Running CluedIn efficiently for cost

When running big data platforms in the cloud, it is essential to remember that things cost money to run. There are mainly two main expenses in running CluedIn, and they are processing of data and storage. In perspective, the processing is usually 90% of the cost, storage being the other. Hence, CluedIn can run to optimize for cost and run in a way that does not.

With processing being the main expense, one can also optimize workloads to capitalize on doing many things simultaneously. For example, imagine that you add a new processing rule where every record that has a name that includes “Lego” should be tagged with Lego. Naturally, the only records that need to be reprocessed are those that have “Lego” in the name. It does not require a full reprocessing of all data, and hence. However, you can do this. It would not be optimal for cost as you would need to load up all records back into the processing pipeline to only pay attention to the few records that meet the change requirements. CluedIn will still need to evaluate all of its processes to see what it needs to do.

CluedIn is an application that ships as a product with many dependencies. These dependencies are packaged up into Docker Containers. For example, CluedIn uses ElasticSearch as one of its dependencies. It means that the cost of running this service is embedded into the cost of running CluedIn. There are many times where you would want to pull this service out of the CluedIn stack and move it onto a PAAS or even SAAS version. In our experience, this is typically more expensive, but it does also come with its benefits. Running CluedIn with all dependencies internally hosted within CluedIn itself will typically yield the most cost-effective way to host CluedIn.

Batching up Changes

If we look at how we run projects, we will typically make changes, add functionality, and more. To run CluedIn as “cheaply” as possible, your best option is to have all of the additions and changes have as much overlap in reprocessing as possible. For example, if we have 1000 records in our CluedIn instance, we have added ten rules, three more streams, and two new quality metrics. Your best and cheapest option is only to need to reprocess the records that would be matched by the three rules, three streams, and new quality metrics.

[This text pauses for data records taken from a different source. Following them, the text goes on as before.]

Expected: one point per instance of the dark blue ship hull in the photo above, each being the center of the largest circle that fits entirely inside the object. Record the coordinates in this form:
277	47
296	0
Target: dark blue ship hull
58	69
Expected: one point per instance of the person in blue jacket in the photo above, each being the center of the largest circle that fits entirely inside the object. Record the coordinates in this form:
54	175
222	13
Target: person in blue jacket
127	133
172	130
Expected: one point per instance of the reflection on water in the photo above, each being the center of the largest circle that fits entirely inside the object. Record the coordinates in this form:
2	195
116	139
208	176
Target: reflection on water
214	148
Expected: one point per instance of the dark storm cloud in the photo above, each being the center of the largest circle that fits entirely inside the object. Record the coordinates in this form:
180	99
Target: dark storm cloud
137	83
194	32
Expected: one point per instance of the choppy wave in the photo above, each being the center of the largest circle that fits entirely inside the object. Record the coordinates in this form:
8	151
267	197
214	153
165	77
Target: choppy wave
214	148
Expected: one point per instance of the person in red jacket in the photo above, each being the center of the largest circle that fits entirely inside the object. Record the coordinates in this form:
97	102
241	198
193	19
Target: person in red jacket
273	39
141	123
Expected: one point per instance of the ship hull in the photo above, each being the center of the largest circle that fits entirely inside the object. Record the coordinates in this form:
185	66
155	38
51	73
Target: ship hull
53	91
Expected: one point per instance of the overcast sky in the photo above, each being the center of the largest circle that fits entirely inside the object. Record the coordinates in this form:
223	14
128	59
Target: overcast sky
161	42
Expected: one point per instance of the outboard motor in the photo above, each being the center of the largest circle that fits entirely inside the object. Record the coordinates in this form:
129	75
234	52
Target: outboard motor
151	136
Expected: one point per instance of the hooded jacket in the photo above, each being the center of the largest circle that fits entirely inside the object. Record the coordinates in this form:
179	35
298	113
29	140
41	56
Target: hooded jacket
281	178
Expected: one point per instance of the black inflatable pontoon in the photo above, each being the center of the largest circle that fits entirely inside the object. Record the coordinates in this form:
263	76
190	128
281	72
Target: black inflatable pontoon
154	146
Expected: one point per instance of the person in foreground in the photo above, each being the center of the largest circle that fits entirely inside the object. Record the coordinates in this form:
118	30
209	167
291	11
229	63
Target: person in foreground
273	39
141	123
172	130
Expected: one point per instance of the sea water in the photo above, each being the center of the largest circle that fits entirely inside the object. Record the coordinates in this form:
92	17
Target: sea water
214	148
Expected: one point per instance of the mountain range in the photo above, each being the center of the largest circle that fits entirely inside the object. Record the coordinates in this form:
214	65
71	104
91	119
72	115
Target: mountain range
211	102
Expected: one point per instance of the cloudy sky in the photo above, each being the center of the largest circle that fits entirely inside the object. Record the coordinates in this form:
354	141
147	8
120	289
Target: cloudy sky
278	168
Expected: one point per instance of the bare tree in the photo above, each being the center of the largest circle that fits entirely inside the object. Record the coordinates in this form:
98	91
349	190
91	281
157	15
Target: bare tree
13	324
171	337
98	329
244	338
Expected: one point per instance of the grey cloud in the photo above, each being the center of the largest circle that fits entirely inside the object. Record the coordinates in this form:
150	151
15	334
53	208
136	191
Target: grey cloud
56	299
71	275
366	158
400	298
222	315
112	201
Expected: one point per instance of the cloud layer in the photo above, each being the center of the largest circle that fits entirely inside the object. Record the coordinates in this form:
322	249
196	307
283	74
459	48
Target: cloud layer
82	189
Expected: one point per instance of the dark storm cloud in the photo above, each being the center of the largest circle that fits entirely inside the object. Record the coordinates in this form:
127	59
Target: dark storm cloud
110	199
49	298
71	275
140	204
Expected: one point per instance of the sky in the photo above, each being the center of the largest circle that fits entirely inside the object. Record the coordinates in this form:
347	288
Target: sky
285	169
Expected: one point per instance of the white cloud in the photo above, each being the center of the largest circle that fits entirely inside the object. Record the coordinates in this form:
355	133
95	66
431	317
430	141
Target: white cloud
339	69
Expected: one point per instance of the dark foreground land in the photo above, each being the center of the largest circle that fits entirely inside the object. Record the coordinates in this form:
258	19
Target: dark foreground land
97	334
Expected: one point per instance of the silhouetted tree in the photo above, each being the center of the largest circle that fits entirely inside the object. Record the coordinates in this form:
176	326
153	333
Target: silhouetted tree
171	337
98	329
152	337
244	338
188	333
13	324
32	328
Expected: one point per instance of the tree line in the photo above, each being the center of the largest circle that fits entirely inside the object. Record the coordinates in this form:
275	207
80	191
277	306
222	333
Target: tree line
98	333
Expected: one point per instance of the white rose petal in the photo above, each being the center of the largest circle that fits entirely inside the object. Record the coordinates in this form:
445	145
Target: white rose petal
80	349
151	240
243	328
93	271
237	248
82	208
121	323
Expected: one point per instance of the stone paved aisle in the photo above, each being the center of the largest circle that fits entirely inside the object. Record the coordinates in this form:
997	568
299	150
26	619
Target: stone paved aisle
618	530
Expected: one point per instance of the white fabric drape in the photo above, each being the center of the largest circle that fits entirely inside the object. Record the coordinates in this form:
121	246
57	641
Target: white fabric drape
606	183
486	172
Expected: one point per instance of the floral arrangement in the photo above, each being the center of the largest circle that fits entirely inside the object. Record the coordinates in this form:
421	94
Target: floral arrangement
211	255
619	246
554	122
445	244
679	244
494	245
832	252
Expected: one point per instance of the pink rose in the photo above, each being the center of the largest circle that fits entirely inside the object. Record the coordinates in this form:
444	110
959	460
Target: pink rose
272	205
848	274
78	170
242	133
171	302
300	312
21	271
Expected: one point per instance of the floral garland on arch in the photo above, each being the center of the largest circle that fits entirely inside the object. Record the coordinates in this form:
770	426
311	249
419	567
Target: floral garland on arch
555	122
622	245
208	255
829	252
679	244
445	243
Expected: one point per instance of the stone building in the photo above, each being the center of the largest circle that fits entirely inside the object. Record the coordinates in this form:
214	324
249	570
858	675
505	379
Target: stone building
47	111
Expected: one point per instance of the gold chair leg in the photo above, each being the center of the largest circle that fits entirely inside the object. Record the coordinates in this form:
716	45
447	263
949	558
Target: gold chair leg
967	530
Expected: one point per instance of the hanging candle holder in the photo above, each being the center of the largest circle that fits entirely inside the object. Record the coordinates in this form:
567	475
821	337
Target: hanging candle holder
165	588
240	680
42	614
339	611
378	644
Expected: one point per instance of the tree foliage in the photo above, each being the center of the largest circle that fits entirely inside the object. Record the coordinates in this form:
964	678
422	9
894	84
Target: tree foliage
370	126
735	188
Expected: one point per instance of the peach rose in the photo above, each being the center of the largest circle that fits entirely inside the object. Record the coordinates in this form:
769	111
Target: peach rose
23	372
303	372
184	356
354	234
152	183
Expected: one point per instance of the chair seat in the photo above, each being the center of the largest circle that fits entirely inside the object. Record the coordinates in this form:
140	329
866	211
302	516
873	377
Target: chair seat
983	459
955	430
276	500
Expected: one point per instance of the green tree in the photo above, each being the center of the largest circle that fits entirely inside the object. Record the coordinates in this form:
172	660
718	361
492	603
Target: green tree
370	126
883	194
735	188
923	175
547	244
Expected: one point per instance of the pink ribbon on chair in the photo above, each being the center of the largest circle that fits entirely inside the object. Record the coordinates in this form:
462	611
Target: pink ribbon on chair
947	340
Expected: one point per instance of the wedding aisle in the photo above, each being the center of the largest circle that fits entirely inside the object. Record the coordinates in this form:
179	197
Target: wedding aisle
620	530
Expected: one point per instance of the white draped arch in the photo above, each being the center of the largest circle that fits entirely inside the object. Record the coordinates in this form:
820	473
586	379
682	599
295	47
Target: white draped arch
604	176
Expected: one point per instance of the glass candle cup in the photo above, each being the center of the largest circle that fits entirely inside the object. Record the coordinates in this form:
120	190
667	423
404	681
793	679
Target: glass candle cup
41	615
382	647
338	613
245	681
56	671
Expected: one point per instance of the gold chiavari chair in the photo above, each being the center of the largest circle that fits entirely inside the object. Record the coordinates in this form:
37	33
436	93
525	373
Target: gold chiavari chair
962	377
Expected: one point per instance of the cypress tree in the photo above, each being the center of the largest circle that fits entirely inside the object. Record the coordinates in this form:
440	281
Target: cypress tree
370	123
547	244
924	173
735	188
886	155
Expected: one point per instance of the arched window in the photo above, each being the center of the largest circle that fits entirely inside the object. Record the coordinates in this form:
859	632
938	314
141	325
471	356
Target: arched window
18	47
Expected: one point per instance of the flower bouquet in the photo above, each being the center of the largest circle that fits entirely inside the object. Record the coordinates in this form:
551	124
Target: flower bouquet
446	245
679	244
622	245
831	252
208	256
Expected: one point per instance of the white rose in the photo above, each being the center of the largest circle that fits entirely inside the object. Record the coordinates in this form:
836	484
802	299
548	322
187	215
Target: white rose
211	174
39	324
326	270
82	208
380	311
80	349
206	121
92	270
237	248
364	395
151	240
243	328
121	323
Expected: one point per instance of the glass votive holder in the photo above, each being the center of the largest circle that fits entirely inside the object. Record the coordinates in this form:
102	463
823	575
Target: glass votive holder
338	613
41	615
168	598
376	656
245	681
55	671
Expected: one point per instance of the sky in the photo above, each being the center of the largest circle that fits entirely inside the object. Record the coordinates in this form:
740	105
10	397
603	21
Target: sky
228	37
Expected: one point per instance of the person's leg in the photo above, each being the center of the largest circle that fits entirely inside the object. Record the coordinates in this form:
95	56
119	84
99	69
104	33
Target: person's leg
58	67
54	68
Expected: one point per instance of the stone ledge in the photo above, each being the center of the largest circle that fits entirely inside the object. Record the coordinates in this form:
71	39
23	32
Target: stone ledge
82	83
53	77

The easiest way to do this today is to use your “actions” in GraphQL. For example, in GraphQL, you can come up with your filter using the search function, and for the matched records, you can run the postProcessing action. You will need to be in the Admin role to even see these commands as they allow you to run operations in bulk:

{
  search(query:"entityType:/Movie")
  {
    entries
    {
      actions
      {
        postProcessing
      }
    }
  }
}

Only store what needs attention

Often, the question is asked, “What data should CluedIn process?”. The answer depends on the situation, but in general, the answer is “The data that needs attention in cleaning, governing, integrating, enriching and all the other goodness that CluedIn brings”. You might find that some transactional and analytical data meets this need. You might find that other transactional data does not. Naturally, the less data you give to CluedIn, the less it costs to operate. This is why you should be careful to analyze the data coming into CluedIn and decide if it actually needs to be processed by CluedIn.

Downscale the application when it is not being used

CluedIn uses Kubernetes for many reasons, but one of those is to make sure that the environment can scale up and down when needed. For example, CluedIn can scale down different parts of the application to run at a lower cost while heavy processing is not occurring.

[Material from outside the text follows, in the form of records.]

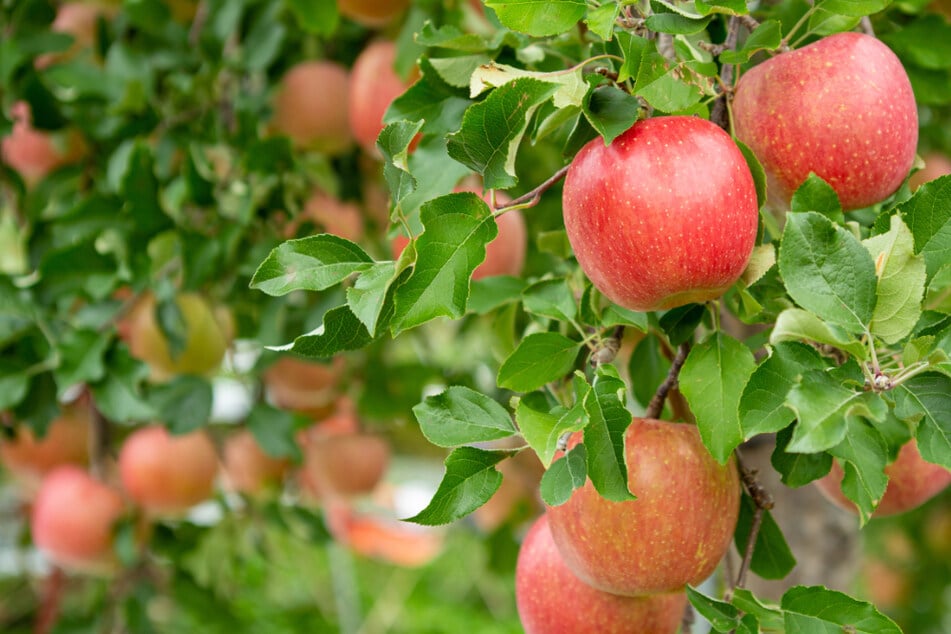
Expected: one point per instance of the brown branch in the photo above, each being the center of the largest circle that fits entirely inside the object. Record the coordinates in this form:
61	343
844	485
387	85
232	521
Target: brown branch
656	406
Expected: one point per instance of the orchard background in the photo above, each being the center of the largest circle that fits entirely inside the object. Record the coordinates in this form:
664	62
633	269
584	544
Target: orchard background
157	158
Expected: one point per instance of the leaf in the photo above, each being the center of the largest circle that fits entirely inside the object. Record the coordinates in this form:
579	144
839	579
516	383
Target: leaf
823	405
762	407
456	229
827	271
795	324
460	415
314	263
470	480
493	129
901	282
712	380
183	404
816	609
564	476
539	358
532	17
926	398
604	436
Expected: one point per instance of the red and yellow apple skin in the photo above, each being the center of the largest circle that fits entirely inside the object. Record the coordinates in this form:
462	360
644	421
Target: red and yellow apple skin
167	475
664	216
842	108
911	482
73	518
674	533
551	600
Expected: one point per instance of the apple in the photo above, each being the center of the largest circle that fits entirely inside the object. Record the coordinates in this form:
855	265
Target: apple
167	475
936	165
372	13
552	600
66	441
247	468
911	483
674	533
505	255
311	106
374	85
842	108
72	520
207	337
664	216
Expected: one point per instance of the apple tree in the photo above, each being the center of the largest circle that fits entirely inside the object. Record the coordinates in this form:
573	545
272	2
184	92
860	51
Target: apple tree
268	265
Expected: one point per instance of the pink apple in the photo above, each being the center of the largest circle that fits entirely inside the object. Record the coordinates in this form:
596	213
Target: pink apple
664	216
674	533
842	108
551	600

Setup retention policies within the platform

Although CluedIn is useful for storing the history of data as it changes, you might find that specific data can benefit from CluedIn’s ability to set up data retention. It will either remove or archive the data on a schedule. The fewer data in CluedIn, the cheaper it is to operate.

Turn features of CluedIn off

There are many features of CluedIn that you might find are not necessary to solve your use cases. By default, there is a combination of features turned on or off in the release of CluedIn. You can discover these from your settings within the User Interface. Naturally, the more features that are turned on, the more CPU cycles are needed to run per record that enters CluedIn or is reprocessed. You can systematically turn features off in CluedIn to lower the operational cost if these features are not needed. As an example, you might find that calculating quality metrics or running sensitivity detection is not required for your use cases, and hence these can be globally disabled.